Ludicidade perniciosa

A malevolência lúdica do brasileiro cobra um preço alto no dia a dia do cidadão, uma vez que tem inibido o crescimento econômico, travado o desenvolvimento social e impedido que muitos possam sonhar com um futuro melhor. Na base do tudo é piada ou vira comédia, estamos sepultando o nosso futuro.

O quadro do programa Fantástico, da Rede Globo de televisão, “Isso a Globo não mostra”, tem como alvo preferido é o presidente da República, seu declarado desafeto. Só para lembrar que isso não é exclusivo deste presidente, a ex-presidente Dilma Rousseff talvez tenha sido a maior vítima deste comportamento dentre todos os presidentes do país, era motivo de constantes chacotas.

Rir indiscriminadamente e debochadamente o tempo todo e de todos (poderosos, ricos, pobres, velhos, crianças, mulheres, negros, asiáticos, homossexuais, loiras, índios ou das pessoas em geral). Por isso já votamos em: macaco, jumento, bode, palhaços e achamos normal.

Este comportamento de brincar com pessoas e coisas sérias remonta nossas raízes colonialistas, carregadas de preconceitos e deboche por tudo aquilo que não me custa e que não me agrada, desprezo a coisa pública. Transformar tudo indiscriminadamente em comédia passou a ser uma forma de “sobreviver” as ausências de opções e bom senso. É o império da cultura do desrespeito permanente, engraçado! Mas desrespeitoso.

Isto está tão evidente que dos 513 deputados federais eleitos em 2018, mais de 10% são classificados de folclóricos ou exóticos. Se levarmos ao contexto dos demais órgãos do Legislativo (Senado, Assembleias Legislativas e Câmara de Vereadores) chegaremos a um número significativo e estarrecedor de pessoas eleitas por puro deboche. Escolhemos nossos representantes por brincadeira, mas ficamos revoltados quando eles brincam de legislar.

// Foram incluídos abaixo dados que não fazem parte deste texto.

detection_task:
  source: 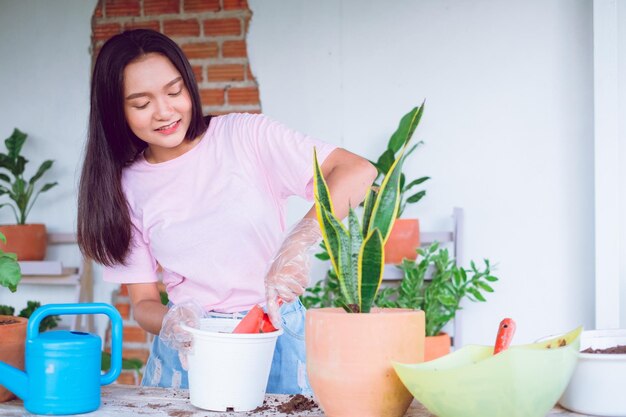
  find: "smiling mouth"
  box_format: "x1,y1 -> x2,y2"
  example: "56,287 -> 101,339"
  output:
155,119 -> 180,132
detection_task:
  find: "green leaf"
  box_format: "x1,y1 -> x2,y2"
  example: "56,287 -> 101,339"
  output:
402,177 -> 430,192
28,160 -> 54,184
4,128 -> 27,160
368,145 -> 402,240
324,207 -> 357,304
375,149 -> 395,175
406,191 -> 426,203
348,207 -> 363,300
467,288 -> 487,302
387,103 -> 424,154
476,281 -> 493,292
12,155 -> 28,177
361,187 -> 378,236
358,229 -> 385,313
315,206 -> 339,284
0,253 -> 22,292
315,252 -> 330,261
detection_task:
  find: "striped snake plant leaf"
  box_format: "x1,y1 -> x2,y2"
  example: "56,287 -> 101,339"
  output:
348,207 -> 363,300
315,200 -> 339,282
369,147 -> 406,244
313,148 -> 339,271
324,209 -> 357,304
361,187 -> 378,236
358,229 -> 385,313
387,102 -> 424,154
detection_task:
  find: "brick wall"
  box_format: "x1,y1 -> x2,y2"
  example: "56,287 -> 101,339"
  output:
92,0 -> 261,114
92,0 -> 261,384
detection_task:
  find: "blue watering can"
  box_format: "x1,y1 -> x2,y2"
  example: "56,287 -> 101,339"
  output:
0,303 -> 122,415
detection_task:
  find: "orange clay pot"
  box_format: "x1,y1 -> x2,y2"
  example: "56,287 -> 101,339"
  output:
306,308 -> 425,417
424,332 -> 452,362
385,219 -> 420,265
0,316 -> 28,403
0,223 -> 48,261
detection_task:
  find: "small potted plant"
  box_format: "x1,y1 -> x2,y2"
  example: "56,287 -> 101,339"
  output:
0,232 -> 28,402
376,242 -> 498,361
370,103 -> 430,265
0,128 -> 57,261
305,126 -> 424,417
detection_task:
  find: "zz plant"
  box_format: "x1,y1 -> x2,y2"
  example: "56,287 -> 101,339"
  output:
313,108 -> 421,313
376,242 -> 498,336
0,233 -> 22,292
0,128 -> 57,224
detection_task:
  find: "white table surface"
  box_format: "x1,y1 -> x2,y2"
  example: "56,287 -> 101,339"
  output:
0,384 -> 584,417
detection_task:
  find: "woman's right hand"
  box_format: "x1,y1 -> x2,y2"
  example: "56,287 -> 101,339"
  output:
159,301 -> 204,354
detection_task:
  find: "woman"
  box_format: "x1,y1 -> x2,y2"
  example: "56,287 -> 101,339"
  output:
78,29 -> 376,394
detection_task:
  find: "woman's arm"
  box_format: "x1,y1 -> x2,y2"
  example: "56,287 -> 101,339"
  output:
304,148 -> 378,219
127,282 -> 167,335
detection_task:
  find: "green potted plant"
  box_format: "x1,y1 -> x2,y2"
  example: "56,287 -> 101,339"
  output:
301,103 -> 430,308
305,109 -> 424,417
376,242 -> 498,361
0,128 -> 57,261
0,232 -> 28,402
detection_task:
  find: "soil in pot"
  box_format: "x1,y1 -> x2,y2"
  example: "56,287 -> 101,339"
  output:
580,345 -> 626,354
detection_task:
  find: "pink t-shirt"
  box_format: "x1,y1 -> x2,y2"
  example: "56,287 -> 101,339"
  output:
104,114 -> 335,312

Por isso não assusta que uma simples frase como “caneta azul, azul caneta, tá marcada com a minha letra” é cantarolada por “todos” como um “sucesso” de momento, uma vez que dentro dela contém todos os elementos desta malevolência lúdica, do cinismo tupiniquim. É um constante desejo de comungar com o ridículo, para obter o riso cínico.

Este comportamento maléfico que sai das casas, vai para as ruas, adentra as urnas e são explicitados na arte e nos noticiários é o retrato dos resultados que vivenciamos no nosso cotidiano. Daí para o reflexo no comportamento do agente público (eleito ou não) parece ser normal. Por isso passamos a ser o “país da piada pronta” e ainda enfeitamos com frase do tipo “o Brasil não é para os fracos”.

O conteúdo escolar é excessivamente lúdico e ineficiente, por isso que o trabalho parece castigo e a benevolência parece arte. Há uma ausência de respeito e de responsabilidade enorme sobre as pessoas e as causas essenciais. Friedrich Nietzsche já afirmou que “a maturidade do homem consiste em haver reencontrado a seriedade que tinha no jogo quando era criança”. O Brasil parece se negar a crescer!

Parte das lágrimas das nossas frustrações são consequências da malevolência lúdica, sínica e compulsiva. Rir de tudo, de todos. Rir e agir irresponsavelmente até matar o futuro, o nosso próprio futuro.

 

João Edisom de Souza é Articulista, Professor de Ciências Política, Consultor Político, Gestor de Comunicação, Imagem e Crise, Comentarista político da rádio Jovem Pan, jornal da manhã.